# LSTMs for review-text-based rating prediction

Processing text data usually leads to variable length sequences handling. Training networks for text analysis with regular LSTM cells is time consuming. However, the CuDNNLSTM - fast implementation of LSTM - does not support masking of input sequences so far, hence one can be concerned if they could be useful in NLP related tasks.  
In this notebook I made a simple benchmark of time/performance of LSTM/CuDNNLSTM based models trained with zero padded, concatenated, masked and unmasked data.

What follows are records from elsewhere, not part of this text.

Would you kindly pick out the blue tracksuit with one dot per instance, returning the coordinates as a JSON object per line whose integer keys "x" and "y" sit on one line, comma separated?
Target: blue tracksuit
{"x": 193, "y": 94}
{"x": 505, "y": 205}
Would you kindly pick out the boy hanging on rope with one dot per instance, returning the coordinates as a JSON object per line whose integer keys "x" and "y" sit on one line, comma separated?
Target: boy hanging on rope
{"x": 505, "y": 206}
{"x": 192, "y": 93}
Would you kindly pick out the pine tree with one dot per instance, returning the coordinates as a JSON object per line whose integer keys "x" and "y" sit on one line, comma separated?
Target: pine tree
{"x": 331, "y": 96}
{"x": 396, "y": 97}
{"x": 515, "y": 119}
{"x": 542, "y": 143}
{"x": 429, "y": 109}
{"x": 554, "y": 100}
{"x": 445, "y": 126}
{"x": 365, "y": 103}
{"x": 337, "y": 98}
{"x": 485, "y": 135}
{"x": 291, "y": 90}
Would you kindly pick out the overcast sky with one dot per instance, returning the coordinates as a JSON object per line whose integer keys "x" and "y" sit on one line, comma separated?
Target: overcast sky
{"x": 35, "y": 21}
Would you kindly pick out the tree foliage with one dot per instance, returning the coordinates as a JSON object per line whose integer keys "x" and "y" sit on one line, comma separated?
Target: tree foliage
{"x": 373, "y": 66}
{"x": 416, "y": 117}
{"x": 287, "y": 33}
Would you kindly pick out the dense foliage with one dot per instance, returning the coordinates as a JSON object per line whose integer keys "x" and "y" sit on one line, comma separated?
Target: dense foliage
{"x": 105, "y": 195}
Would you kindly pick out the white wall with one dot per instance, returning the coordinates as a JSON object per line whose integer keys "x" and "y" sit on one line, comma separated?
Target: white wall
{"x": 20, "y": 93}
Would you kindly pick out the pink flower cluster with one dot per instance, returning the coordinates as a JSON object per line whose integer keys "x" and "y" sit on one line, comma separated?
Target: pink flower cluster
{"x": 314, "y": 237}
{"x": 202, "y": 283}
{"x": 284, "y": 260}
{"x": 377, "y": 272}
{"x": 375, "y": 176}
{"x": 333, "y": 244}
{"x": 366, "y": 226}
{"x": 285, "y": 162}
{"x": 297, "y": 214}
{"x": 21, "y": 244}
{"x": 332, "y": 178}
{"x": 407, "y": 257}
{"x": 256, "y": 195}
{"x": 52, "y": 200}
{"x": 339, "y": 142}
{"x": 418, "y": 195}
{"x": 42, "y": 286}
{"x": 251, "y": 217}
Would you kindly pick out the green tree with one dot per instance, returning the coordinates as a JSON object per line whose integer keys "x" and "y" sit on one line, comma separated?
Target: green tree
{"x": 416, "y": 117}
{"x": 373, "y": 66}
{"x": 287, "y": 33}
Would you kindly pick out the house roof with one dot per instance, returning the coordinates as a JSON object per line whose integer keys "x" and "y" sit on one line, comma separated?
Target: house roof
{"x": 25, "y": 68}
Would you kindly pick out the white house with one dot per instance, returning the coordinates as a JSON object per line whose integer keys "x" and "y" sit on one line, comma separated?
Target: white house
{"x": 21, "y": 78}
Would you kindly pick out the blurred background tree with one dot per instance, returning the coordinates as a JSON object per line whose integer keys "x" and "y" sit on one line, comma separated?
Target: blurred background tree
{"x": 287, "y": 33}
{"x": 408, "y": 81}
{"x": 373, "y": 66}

Thanks to @kratisaxena for the nice [EDA](https://www.kaggle.com/kratisaxena/eda-classification-for-reviews-using-rnn) I learned a lot from.



In [None]:
# Load Libraries
import pandas as pd
import numpy as np
import matplotlib.pyplot as plt
%matplotlib inline
import os
import time
import keras
from keras.preprocessing.text import Tokenizer
from keras.preprocessing.sequence import pad_sequences
from keras.models import Sequential, Model
from keras.layers import Embedding, Flatten, Dense, LSTM, GRU, Dropout, Input

Let's preview the data file.

In [None]:
df = pd.read_csv("../input/Womens Clothing E-Commerce Reviews.csv", index_col=0)
print('Records:',len(df))
df.head()

So in this approach the Rating will be predicted based on the Review Text content. Hence let's drop records with missing Review Text value.

In [None]:
df = df[pd.notnull(df['Review Text'])]
df.info()

## Download and extract word embeddings

In [None]:
import requests
import zipfile

url = "http://nlp.stanford.edu/data/glove.6B.zip"
r = requests.get(url, allow_redirects=True)
open('../working/test.zip', 'wb').write(r.content)

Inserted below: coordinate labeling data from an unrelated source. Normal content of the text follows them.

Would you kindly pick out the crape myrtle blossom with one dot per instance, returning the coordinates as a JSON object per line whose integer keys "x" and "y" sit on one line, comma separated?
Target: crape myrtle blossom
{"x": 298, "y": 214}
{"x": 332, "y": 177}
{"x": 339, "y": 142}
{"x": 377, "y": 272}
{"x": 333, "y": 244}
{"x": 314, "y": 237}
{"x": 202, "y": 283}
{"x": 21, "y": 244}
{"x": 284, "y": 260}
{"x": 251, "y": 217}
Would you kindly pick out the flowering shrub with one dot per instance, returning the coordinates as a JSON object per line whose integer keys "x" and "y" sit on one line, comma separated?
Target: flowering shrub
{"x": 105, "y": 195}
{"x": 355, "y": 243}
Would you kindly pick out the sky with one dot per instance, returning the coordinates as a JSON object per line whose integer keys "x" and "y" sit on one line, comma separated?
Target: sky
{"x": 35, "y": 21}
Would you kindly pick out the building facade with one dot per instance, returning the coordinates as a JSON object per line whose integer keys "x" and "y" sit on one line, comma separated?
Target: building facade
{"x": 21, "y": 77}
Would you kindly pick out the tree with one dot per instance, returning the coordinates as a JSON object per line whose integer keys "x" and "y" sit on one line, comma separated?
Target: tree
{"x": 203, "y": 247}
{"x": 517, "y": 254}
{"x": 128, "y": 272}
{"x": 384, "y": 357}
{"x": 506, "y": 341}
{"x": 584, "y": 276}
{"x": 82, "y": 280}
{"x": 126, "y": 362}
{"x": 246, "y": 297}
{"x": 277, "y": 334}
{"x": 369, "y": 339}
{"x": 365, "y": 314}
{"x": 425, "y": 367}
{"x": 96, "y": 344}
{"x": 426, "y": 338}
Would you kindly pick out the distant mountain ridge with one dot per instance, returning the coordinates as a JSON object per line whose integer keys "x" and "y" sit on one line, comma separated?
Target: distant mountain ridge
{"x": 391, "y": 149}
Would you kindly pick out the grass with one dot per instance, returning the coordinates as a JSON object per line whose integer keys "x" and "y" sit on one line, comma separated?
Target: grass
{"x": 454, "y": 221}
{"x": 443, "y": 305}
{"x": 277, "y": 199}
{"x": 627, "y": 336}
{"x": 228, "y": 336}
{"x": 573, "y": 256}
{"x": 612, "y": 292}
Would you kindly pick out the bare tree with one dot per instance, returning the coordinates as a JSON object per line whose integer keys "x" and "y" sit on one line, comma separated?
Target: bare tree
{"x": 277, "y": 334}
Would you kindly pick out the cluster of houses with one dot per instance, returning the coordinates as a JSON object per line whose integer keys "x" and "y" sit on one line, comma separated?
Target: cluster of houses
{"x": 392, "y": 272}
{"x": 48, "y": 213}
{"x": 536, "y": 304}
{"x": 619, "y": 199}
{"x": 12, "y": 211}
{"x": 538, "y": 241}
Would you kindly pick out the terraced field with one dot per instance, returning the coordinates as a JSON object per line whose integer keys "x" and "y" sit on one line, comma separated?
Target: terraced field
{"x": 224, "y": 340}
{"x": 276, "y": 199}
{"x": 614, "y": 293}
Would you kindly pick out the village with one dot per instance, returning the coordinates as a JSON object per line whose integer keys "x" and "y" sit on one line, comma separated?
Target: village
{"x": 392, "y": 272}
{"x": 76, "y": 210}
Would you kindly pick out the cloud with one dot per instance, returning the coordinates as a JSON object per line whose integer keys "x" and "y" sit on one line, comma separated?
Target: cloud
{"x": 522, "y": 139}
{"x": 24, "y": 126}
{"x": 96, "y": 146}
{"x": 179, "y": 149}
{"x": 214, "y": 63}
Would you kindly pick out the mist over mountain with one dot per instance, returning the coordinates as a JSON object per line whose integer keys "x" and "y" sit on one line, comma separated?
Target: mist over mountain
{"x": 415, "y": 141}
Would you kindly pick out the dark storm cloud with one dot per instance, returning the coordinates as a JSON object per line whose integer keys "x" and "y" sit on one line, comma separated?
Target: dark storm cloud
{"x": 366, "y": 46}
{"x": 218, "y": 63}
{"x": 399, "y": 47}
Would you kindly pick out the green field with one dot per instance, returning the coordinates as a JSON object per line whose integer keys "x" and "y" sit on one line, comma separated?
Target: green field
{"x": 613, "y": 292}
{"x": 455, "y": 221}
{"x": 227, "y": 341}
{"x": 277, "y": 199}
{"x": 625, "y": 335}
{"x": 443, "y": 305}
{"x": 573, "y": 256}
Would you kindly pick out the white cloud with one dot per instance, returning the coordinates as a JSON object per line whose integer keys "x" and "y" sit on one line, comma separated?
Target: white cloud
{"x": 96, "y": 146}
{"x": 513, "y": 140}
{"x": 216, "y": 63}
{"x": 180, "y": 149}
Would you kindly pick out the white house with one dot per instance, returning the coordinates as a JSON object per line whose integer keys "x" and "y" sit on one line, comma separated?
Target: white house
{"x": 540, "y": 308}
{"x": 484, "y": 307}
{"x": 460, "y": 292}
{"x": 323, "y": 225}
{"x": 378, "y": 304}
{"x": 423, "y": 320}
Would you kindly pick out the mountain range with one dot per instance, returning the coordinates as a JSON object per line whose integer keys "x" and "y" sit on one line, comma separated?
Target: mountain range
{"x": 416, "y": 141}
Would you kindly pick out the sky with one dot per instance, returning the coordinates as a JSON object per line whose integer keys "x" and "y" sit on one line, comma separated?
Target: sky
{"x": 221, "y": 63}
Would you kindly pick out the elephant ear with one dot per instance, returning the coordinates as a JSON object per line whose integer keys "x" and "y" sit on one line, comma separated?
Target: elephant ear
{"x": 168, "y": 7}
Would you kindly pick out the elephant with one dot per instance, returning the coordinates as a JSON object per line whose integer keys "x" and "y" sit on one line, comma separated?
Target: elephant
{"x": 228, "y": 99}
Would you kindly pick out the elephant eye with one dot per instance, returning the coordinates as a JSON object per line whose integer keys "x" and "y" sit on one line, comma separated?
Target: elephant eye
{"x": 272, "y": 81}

with zipfile.ZipFile('../working/test.zip', 'r') as zip_ref:
    zip_ref.extractall('../working/')
    
os.listdir('../working/')

There are few versions avaliable in the downloaded package, I'll pick 300d.

In [None]:
n_embeddings=300

Configure a tokenizer and fit it on the available Review Text data:

In [None]:
from keras.preprocessing.text import Tokenizer
max_words = 15000

t = Tokenizer(num_words=max_words, char_level=False, split=' ')
t.fit_on_texts( df['Review Text'])

vocab_size = len(t.word_index)+1
vocab_size

Make sequences of tokens:

In [None]:
sequences = t.texts_to_sequences(df['Review Text'])

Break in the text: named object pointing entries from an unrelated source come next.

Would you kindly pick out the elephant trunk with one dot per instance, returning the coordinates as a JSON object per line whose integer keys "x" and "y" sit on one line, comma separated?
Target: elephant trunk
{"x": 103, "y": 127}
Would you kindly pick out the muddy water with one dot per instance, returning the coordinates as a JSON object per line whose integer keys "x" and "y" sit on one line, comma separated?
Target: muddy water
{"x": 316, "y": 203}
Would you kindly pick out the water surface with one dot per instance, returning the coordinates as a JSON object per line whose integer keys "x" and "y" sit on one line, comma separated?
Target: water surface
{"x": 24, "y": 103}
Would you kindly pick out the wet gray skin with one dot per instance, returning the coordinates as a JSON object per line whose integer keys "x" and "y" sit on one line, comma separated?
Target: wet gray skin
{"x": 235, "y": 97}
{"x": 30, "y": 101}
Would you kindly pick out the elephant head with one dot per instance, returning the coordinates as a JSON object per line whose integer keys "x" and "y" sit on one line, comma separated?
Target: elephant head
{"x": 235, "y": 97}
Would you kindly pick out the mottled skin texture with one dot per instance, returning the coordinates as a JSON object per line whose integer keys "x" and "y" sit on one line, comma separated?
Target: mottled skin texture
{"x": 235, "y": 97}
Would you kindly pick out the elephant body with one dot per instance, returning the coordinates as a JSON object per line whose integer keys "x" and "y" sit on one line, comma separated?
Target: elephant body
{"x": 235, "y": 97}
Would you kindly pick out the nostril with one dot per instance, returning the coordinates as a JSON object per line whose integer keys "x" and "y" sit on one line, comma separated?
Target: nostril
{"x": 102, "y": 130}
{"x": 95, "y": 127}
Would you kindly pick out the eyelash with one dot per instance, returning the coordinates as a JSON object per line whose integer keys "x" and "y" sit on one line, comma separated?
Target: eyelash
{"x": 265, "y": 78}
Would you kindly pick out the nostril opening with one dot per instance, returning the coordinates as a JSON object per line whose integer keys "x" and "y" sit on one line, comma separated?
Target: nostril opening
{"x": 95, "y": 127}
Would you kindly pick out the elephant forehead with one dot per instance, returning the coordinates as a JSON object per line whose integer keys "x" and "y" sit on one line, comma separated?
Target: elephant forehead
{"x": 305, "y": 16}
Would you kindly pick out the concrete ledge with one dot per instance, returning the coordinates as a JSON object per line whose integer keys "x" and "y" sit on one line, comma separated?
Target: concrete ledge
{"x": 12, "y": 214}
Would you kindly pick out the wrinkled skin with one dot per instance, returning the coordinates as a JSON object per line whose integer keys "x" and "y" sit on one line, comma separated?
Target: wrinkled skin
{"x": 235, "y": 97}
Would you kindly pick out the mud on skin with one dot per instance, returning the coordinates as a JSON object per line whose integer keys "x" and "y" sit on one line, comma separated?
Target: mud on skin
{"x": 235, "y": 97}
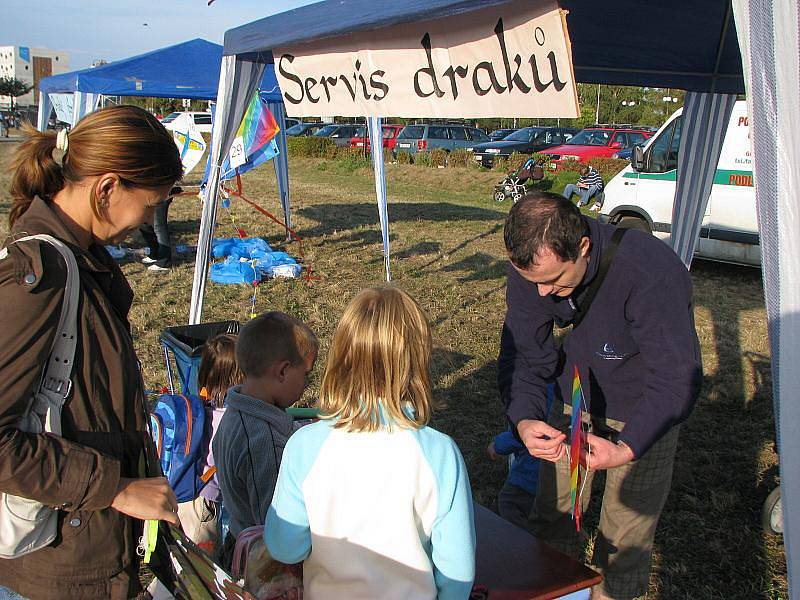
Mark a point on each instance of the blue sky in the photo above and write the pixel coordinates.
(114, 29)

df['n_tokens'] = [len(seq) for seq in sequences] # get length of sequences
df.drop(df[df['n_tokens']<2].index, inplace=True) # remove short sequences
df.reset_index(inplace=True)

sequences = t.texts_to_sequences(df['Review Text']) # tokenize again
max_length = max(df['n_tokens'])
print('Max length of sequence:',max_length)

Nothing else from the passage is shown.